While I was working on him I had my brother call 911 and advised him we needed LifeFlight (medical helicopter). The local Fire Department showed up shortly after my dad finally lost all consciousness. I was covered in blood and shirtless, so the Fire Chief told me to go get dressed. After getting dressed, I ran back downstairs to my dad who was now surrounded by two paramedics and an EMT-1. They loaded him into an ambulance and drove only 500 feet to a nearby field where the helicopter would land. My dad had been strong and kept breathing until this point. While in the truck, he stopped breathing, and that is the moment I thought I had lost my father. The paramedics tubed him and started breathing for him. He was loaded into the helicopter and rushed to a trauma hospital. I held my composure right until the helicopter took off. In the ensuing silence, I was brought to my knees with panic, fear, and grief. It was the single worst moment of my entire life.
He was rushed into surgery where doctors did everything they could to save my dad’s life. He came out of surgery in a coma, and the doctors said the next few hours would be “touch and go.”
My dad was in a coma for four weeks. I visited him every day. I talked to him about school, and how things were going at home. I held his hand and told him I loved him every day.
After four weeks, the doctor said he could wake up soon. Everyone at my high school, including the teachers, knew he could wake up; and they allowed me to keep my cell phone on loud and answer in class to get updates. One day, we had a substitute, and my phone rang. The sub stood up and said with anger “no phone…” but was cut off by the entire class standing and yelling, “LET HIM TALK!” On the other line, my mom said, “Would you like to speak with your dad?” I broke into tears when I heard his scratchy, groggy voice say, “Hey buddy.” When I said “Hi dad,” the whole class broke into applause. Much to the sub’s surprise, I rushed out of school and went to see him awake for the first time in over a month. The picture (above) is our first meeting.
A few days later he even had his favorite cup of coffee with my mom.
The doctors said he may need to learn to eat again, but he was eating and drinking in no time.
Here he is right before discharge with a few of the amazing nurses who helped him get better.

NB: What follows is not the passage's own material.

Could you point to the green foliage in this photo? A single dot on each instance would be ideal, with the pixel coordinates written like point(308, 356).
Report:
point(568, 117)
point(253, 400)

This is me and my dad one year after the accident standing in front of the helicopter that saved his life. He is back to almost 100 percent. He is on life-long disability but lives at home and does everything a normal person does. He has almost no more short-term memory left and has to write everything down so he can remember it a few hours later. He has issues with seizures but that is now mostly under control with proper meds.
This is my dad and my mom walking with me down the aisle at my wedding last year. On that worst day of my life I never would have thought he would be by my side on the best day of my life. I am so grateful to all the men and women who worked so hard to save my dad’s life. This is my story of the hardest thing I have ever been through: thank you for hearing it.